Action Items:

 1. By July 31, Tom get someone from InCommon to submit proposal to REFEDS for security contact in metadata.

 2. Sometime fairly soon after that, Leif prepare proposal to REFEDS for an entity attribute that signifies adoption of the Sirtfi trust framework.

3. By July 3rd, get security leads at "test orgs" on board to help us bake several things (further below):

        • Leif get >= 1 SUnet IdP org

        • Tom ditto InCommon

        • DavidG ditto SurfNet

        • Romain: CERN from both SP and IdP perspectives

        • Jim: CILogon and LIGO from SP perspective

        • Tom check with Steve Carmody about Library vendor contacts, maybe get one of the

4. By early July, Tom prepare materials for the test orgs identified in #3, to include:

        • the Sirtfi trust framework doc

        • some brief version of our approach to work

        • ask feedback on framework doc and approach, especially when it comes to IdPs proactively notifying interested SPs of pertinent account compromises

        • brief description of potential Confyrm pilot, would they participate.
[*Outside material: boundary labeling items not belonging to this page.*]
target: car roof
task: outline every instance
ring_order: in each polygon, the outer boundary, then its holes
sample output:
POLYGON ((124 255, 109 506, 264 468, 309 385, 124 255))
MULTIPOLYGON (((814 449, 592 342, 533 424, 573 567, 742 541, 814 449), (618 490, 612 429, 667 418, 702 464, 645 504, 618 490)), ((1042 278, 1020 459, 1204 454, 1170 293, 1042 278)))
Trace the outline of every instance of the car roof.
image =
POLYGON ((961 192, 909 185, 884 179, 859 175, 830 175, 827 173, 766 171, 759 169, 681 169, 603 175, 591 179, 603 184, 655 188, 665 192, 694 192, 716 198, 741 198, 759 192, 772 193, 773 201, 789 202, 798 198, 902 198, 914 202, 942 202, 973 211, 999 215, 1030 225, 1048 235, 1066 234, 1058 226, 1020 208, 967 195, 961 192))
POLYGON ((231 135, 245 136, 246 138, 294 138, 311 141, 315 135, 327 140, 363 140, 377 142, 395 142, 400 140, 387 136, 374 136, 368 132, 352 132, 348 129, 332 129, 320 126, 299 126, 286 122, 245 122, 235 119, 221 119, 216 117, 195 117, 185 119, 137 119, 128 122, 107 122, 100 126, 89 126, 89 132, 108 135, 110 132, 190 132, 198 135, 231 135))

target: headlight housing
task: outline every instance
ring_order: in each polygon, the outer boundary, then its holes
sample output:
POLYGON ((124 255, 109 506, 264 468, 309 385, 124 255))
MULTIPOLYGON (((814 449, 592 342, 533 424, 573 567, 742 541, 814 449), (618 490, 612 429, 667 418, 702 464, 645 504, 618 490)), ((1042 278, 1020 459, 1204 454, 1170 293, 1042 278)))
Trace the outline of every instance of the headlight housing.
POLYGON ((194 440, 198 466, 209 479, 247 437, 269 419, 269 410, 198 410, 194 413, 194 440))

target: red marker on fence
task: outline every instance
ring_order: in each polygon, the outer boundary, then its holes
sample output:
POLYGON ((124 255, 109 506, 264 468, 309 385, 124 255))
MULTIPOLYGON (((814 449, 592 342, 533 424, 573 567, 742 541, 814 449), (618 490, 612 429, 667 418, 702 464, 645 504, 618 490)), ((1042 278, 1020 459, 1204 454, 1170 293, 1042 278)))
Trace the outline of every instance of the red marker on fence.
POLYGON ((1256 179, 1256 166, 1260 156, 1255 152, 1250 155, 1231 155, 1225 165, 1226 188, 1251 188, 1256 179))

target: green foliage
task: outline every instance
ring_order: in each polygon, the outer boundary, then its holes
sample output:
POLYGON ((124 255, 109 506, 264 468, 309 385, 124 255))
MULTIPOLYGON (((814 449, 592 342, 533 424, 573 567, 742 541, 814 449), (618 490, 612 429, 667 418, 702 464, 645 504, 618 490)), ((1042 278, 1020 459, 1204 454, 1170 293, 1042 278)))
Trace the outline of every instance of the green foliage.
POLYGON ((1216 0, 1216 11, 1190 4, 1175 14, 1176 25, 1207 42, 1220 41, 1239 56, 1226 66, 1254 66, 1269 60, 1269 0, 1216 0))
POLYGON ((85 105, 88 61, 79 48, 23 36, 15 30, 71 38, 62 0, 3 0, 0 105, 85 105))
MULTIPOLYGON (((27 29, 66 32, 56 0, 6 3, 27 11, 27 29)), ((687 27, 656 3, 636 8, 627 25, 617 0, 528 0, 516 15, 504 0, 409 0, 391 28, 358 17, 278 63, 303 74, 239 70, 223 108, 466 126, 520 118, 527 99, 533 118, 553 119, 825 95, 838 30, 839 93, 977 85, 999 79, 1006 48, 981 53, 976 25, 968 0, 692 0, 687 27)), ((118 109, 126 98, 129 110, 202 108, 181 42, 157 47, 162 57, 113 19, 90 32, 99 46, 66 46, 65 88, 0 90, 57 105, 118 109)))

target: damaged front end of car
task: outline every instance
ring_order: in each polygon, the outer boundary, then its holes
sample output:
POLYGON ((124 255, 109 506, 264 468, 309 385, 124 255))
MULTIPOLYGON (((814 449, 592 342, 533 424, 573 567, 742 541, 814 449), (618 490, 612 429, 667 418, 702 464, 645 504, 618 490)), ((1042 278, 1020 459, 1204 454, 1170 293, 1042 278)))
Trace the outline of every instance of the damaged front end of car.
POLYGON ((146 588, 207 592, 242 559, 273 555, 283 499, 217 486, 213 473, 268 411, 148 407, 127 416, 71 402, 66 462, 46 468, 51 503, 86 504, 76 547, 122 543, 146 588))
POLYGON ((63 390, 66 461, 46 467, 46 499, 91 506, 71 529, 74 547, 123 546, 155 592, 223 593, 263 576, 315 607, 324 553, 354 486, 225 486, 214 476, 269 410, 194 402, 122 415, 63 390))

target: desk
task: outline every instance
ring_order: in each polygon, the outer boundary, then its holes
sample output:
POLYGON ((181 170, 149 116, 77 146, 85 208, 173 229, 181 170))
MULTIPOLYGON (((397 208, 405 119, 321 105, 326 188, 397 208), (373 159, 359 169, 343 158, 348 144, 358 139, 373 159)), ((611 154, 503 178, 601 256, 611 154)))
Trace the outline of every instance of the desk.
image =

5. Licia will consult with Romain to determine which of them will present on the Sirtfi work at Research Data Alliance conference Sep 23-25 in Paris.

6. (uncertain date) Leif to build a tool to parse IdP logs to determine which accounts have accessed which SPs, and while we're wishing for stuff, also filter by SPs that have registered interest in being notified about account compromises. Using AARC funding and any others. Could be we'd tackle this in conjunction with a Confyrm pilot, but would be needed regardless of the mechanism to convey notifications related to account compromise, or to register to receive them.